Sunday, October 18, 2015

Short & Tall Tales in Goose Pimple Junction, book 3



ABOUT THE BOOK


This is not your average Southern town. With a hint of mystery and a lot of laughs, you'll catch a glimpse of everyday life in Goose Pimple Junction in this short story compilation. Short & Tall Tales occurs chronologically between Murder & Mayhem, book 1, and Heroes & Hooligans, book 2, in the Goose Pimple Junction mystery series. Tales is a fun escape that will answer readers' burning questions about the residents of this quirky, small town.

How did Johnny Butterfield become police chief?
How did Tess and Jack get engaged?
How did Ima Jean come to live with Louetta?
How do you celebrate an Apple Day?

These questions and more are answered in Short & Tall Tales in Goose Pimple Junction. Five short stories, one novella, and three recipes will give you more of the unique charm of Goose Pimple Junction, make you laugh, and have your mouth watering. If you want a feel-good read, you've come to the right place. Grab some sweet tea and escape to Goose Pimple Junction.


EXCERPT FROM SHORT & TALL TALES IN GOOSE PIMPLE JUNCTION


He may be good-looking, but good-looking won't put food on the table.  ~Willa Jean Coomer


Downtown Goose Pimple Junction was bustling the next morning when Johnny parked his car and walked a block to the diner. The yellow tickets that were stuck under windshield wipers on some of the cars vaguely registered with him because Ima Jean’s abduction was on his mind, and he didn’t have room to think of much else. Periodically, he thought about Martha Maye and how pretty she looked when she’d brought him fried chicken, home fries, macaroni salad, and a slice of apple pie. But he forced his mind back to Ima Jean and how he was going to go about finding her.
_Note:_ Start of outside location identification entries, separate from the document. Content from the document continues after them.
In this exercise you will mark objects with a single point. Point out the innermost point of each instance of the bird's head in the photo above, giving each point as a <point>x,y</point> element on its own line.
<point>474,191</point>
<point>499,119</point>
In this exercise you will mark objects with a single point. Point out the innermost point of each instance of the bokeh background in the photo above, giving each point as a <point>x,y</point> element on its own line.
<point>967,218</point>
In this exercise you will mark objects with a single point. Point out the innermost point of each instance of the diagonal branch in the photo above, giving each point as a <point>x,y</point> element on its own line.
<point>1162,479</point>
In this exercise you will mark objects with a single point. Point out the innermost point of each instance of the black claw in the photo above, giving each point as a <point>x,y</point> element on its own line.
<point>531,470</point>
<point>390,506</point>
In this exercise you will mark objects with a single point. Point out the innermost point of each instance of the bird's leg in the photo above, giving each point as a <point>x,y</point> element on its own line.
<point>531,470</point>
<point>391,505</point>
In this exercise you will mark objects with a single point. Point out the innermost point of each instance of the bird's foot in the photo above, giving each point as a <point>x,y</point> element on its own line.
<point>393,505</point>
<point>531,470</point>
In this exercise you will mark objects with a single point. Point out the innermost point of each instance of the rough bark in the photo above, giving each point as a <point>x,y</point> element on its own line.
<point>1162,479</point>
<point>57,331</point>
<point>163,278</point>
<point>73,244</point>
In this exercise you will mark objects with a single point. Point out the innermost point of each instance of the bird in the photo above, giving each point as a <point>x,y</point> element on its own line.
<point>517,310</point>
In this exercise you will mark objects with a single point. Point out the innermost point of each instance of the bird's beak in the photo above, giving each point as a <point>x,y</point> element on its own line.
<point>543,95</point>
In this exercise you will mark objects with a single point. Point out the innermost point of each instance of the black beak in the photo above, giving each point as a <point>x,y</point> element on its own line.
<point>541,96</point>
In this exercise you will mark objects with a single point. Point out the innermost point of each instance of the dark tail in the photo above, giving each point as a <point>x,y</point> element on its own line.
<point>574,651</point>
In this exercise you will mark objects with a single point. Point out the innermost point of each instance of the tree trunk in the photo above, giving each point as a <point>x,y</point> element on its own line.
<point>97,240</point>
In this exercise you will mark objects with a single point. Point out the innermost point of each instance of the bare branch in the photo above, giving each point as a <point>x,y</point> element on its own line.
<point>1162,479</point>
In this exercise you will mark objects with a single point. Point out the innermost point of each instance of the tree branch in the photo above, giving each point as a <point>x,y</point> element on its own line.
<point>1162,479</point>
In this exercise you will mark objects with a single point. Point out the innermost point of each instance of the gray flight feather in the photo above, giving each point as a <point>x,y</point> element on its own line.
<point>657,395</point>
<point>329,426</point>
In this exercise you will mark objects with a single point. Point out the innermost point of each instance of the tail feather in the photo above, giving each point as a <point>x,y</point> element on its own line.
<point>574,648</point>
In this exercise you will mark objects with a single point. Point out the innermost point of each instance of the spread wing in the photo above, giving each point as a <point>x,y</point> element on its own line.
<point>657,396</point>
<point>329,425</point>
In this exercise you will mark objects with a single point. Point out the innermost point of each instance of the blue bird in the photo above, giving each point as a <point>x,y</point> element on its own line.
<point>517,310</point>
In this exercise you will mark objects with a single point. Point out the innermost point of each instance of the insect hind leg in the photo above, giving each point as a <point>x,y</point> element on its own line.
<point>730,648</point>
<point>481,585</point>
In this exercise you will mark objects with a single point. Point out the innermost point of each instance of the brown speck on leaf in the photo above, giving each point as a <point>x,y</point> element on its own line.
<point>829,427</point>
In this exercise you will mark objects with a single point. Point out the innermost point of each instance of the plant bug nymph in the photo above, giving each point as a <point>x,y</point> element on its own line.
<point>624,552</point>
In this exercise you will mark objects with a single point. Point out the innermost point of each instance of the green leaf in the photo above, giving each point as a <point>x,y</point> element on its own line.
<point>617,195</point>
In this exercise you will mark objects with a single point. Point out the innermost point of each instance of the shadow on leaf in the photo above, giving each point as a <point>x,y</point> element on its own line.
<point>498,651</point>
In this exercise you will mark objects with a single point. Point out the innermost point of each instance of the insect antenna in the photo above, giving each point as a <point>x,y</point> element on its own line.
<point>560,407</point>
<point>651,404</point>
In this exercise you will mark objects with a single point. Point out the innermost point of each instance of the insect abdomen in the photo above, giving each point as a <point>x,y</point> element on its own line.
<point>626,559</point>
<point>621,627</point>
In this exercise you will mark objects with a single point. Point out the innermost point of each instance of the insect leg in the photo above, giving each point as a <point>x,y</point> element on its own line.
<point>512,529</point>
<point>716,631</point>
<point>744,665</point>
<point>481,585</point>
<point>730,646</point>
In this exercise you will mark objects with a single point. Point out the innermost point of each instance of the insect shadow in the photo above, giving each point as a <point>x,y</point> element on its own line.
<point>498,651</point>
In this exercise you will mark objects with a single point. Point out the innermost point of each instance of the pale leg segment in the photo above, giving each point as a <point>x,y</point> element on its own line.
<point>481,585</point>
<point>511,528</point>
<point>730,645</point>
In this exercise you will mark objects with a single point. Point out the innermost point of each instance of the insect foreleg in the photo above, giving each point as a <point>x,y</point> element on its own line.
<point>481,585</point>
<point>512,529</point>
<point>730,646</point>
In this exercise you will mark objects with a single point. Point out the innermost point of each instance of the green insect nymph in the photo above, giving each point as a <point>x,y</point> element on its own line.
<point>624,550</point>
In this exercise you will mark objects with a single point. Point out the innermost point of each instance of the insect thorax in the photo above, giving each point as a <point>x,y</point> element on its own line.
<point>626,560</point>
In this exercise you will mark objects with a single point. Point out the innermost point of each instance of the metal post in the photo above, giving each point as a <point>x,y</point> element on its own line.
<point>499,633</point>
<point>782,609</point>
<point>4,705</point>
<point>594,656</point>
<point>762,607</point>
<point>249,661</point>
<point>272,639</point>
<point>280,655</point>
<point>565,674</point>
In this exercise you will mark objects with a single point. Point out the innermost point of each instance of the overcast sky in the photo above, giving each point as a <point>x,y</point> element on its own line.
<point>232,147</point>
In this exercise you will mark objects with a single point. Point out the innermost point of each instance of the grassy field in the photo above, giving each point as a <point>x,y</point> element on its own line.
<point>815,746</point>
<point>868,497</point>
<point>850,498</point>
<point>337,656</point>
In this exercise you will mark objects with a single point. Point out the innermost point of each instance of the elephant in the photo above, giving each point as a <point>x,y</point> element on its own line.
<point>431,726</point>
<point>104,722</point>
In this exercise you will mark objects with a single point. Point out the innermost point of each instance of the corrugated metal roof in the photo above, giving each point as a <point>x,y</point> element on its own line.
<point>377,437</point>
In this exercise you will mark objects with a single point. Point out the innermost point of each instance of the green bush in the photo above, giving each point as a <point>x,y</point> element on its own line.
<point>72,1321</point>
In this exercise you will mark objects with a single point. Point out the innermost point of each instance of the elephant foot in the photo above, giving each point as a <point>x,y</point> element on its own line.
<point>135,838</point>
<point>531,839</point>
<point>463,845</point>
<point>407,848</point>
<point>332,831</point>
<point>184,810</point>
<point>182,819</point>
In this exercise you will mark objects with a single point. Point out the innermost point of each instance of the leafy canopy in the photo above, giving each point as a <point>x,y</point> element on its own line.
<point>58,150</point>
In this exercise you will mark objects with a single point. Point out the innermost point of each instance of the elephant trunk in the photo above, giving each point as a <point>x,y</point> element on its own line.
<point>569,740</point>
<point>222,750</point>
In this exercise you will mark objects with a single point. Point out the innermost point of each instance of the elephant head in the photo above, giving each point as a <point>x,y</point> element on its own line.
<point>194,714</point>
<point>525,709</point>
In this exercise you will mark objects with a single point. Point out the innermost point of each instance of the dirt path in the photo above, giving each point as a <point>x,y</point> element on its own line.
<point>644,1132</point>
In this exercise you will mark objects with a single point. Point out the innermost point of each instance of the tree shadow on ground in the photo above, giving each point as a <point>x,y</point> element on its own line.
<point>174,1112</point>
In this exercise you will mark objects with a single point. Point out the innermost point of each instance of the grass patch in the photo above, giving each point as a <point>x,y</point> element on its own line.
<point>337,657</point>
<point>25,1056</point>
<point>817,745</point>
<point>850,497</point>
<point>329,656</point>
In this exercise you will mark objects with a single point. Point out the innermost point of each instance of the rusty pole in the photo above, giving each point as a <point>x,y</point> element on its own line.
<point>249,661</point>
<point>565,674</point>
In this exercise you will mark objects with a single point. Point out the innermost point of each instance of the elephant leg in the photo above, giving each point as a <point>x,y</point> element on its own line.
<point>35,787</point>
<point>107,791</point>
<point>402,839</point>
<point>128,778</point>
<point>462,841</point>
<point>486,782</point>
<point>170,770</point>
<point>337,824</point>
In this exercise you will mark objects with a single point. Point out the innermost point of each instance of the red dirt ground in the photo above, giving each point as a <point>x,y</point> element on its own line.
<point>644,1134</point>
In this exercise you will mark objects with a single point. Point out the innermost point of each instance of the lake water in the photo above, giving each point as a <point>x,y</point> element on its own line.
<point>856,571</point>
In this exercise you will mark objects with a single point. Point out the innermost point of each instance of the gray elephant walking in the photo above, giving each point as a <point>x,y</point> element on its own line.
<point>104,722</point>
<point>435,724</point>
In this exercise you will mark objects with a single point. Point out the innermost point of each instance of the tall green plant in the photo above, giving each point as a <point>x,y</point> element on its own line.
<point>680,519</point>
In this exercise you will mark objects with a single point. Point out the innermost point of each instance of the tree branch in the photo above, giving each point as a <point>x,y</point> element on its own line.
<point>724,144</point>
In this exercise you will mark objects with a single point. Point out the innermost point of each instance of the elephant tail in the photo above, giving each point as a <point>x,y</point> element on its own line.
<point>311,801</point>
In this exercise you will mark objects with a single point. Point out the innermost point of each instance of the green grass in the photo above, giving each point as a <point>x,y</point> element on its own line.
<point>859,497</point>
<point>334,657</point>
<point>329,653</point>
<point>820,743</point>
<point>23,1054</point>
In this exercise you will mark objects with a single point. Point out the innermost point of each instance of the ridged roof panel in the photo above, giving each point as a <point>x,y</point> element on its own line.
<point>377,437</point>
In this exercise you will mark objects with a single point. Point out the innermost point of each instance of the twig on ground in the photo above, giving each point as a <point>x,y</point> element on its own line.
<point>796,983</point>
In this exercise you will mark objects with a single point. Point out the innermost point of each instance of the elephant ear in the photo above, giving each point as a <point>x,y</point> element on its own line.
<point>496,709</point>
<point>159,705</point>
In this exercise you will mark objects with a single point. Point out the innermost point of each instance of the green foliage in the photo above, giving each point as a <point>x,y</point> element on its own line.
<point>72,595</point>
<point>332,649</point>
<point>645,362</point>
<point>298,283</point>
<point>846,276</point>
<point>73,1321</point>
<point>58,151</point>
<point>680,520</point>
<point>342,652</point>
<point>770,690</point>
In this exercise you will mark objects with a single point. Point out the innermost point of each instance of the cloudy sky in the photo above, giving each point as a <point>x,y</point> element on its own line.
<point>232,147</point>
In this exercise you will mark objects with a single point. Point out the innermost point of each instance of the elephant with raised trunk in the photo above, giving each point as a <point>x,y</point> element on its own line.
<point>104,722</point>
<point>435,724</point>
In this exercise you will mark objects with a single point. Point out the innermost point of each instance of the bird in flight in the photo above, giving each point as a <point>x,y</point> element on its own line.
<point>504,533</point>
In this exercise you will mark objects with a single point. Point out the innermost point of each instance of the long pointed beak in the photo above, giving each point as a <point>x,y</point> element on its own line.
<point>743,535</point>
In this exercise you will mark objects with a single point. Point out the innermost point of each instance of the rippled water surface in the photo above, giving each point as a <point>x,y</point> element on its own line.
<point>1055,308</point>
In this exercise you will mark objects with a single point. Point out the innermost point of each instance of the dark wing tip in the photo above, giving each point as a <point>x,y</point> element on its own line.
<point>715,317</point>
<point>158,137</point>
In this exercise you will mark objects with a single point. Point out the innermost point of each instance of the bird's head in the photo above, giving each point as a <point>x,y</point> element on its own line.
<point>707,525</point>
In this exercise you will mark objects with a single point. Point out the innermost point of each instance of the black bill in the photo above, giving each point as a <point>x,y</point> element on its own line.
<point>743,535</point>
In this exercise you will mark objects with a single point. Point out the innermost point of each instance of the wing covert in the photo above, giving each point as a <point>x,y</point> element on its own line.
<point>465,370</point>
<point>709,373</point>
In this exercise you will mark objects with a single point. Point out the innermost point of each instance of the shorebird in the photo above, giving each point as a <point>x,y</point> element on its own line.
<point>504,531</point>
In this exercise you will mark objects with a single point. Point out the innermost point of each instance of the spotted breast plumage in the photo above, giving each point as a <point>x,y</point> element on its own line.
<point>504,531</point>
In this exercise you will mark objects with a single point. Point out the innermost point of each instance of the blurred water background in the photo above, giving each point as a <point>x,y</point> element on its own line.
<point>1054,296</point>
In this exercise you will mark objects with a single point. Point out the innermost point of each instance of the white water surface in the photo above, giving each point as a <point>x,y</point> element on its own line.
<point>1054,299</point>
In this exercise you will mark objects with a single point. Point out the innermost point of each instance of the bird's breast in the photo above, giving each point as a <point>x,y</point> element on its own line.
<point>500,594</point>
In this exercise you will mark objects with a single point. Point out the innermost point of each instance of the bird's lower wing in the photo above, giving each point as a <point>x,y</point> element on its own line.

The diner was crowded but went deadly silent when he walked in. Everyone stopped talking, and all heads turned his way. He met a few people’s eyes, nodded a hello, mumbled “Morning,” and sat down at the counter next to a man who looked older than Moses.

“You’re mighty brave to bring yourself in here today, Chief. I myself don’t hold no ill will, but then again, I ain’t got a car, so it’s no skin off my nose.”

“Come again—” Johnny started to say, but Willa Jean interrupted him.

“What can I getcha, Chief?” She put an emphasis on “Chief” but the word was dripping with disdain.

Johnny wondered if it was his imagination or was she glaring slightly at him? He put a hand to the back of his neck as he craned his head around, finding several other people giving him the same expression. Curious.

“Coffee, a fried egg, and cheese grits, please.” He flashed her his best grin, but she didn’t seem to notice.

She turned on her heel without another word, calling to Slick, “A deadeye and mystery in the alley, Slick.”

Johnny noticed the old man cackling to himself and wondered what was so funny. He seemed to be a regular. Surely he was used to diner lingo. Moses turned to the man next to him and mumbled something that sounded like, “I haven't had this much fun since the pigs ate my brother.”

Willa Jean came back with a cup and saucer and a pot of coffee. As she poured the brown liquid into the cup, a good amount spilled into the saucer. She looked up at Johnny and deadpanned, “Oops,” but she walked away, making no attempt to clean it up.

Conversation had started again in the diner, but it was in hushed tones, not the loud chatter that Johnny had heard when he first came in. Once again, he looked around the restaurant and noticed furtive glances coming at him. A few words and bits of sentences wafted his way: “a lot of gall, arrogant, outsider, amateur, dumb as a fencepost . . . ” He considered asking the gentleman next to him if this was normal townsfolk behavior, but Willa Jean came back and set a plate in front of him. His gaze went from the plate to her eyes, which seemed to hold a challenge.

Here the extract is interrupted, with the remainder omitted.